I became a lawyer because of Wendell Grimke Freeland.
In the 1940s, Mr. Freeland was a Tuskegee airman who became the second black student to graduate from the University of Maryland School of Law. In the 1950s, he sued to desegregate public swimming pools in Pittsburgh.
Mr. Freeland taught me and many others that our humanity is diminished when the powerless and the penniless are systematically denied the simple justice we take for granted. He often worked for nothing more than the honor of helping someone who was facing potentially devastating circumstances but couldn’t afford to pay a lawyer’s fee. He referred to his law degree as “a ticket to a civil rights fight.”
Everyone deserves an opportunity to receive fair and forceful representation, regardless of how much money or influence they bring. I believe the Equal Justice Center of Philadelphia is the most important endeavor ever undertaken to get us there.
Scheduled to open in Center City in 2022, the EJC will be a state-of-the-art office non-profit collaborative center, a home for Philadelphia civil legal-aid nonprofits.
Fourteen organizations are signed on so far, including the Women’s Law Project, the ACLU, Community Legal Services and the Public Interest Law Center. The EJC will guarantee them affordable rent for at least 30 years. Tenants will take advantage of shared meeting spaces, information technology and other resources. There are plans to include a legal incubator, mentoring law-school graduates who wish to provide pro-bono legal services as Wendell Freeland did.
Most important of all, those in need of legal services will be able to walk into a welcoming lobby and be directed to someone who can help, regardless of their ability to pay.
Behind the audacious plan and the building’s exquisite design is nothing less than a solemn commitment to accomplish something profound: the reconciliation of lofty promises on long-faded pieces of parchment with the complex economic and social realities of urban America today.
We live in an era when the problem of access to courts for indigent persons is devastating not only to our shared promise of equal justice under law, but to the individuals most affected, their families and their communities. Until we all see that these are our communities, our families, and our rights, that sacred promise will remain unfulfilled.
Everyone deserves an opportunity to receive fair and forceful representation, regardless of how much money or influence they bring.
The very idea of the Equal Justice Center is premised upon that vision.
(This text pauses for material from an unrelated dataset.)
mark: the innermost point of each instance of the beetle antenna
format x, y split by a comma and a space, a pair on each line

Its very purpose is to offer a comprehensive, full-service means to bridge the gap between the haves and the have-nots in our system of justice.
This, in turn, has severe economic consequences. When an indigent person cannot afford a lawyer and is unfairly evicted from public housing, that person and his or her family will need even greater public assistance. When a person is wrongly dismissed from a job but cannot pay for a lawyer, the likelihood that they will prevail alone against an employer represented by an experienced attorney is almost nil. This too increases costs to society, in the form of unemployment benefits, housing issues and general sustenance needs.
When we add the impact that unemployment, poverty and homelessness have on education outcomes, crime and other issues in our communities, it’s not hard to see that a lack of access to the courts, and in particular to effective legal representation, ultimately affects us all.
The Equal Justice Center will provide the means to address all of this. That’s important, because it not only enhances our capacity to live up to our most fundamental values; it also allows us to improve the overall health and well-being of our most underserved communities. When we do that, we are improving ourselves and our nation.
Those who have the least are just as entitled to top-shelf justice as the most privileged among us. The Equal Justice Center will provide fourteen different versions of Wendell Freeland’s commitment to fight for every family and provide the guidance and assistance they need to rise and stay risen. This is a legacy we must preserve.
Timothy K. Lewis was the youngest federal judge in the United States when appointed to the U.S. Court of Appeals for the Third Circuit by President George H. W. Bush in 1992. He currently is an attorney at Schnader Harrison Segal & Lewis.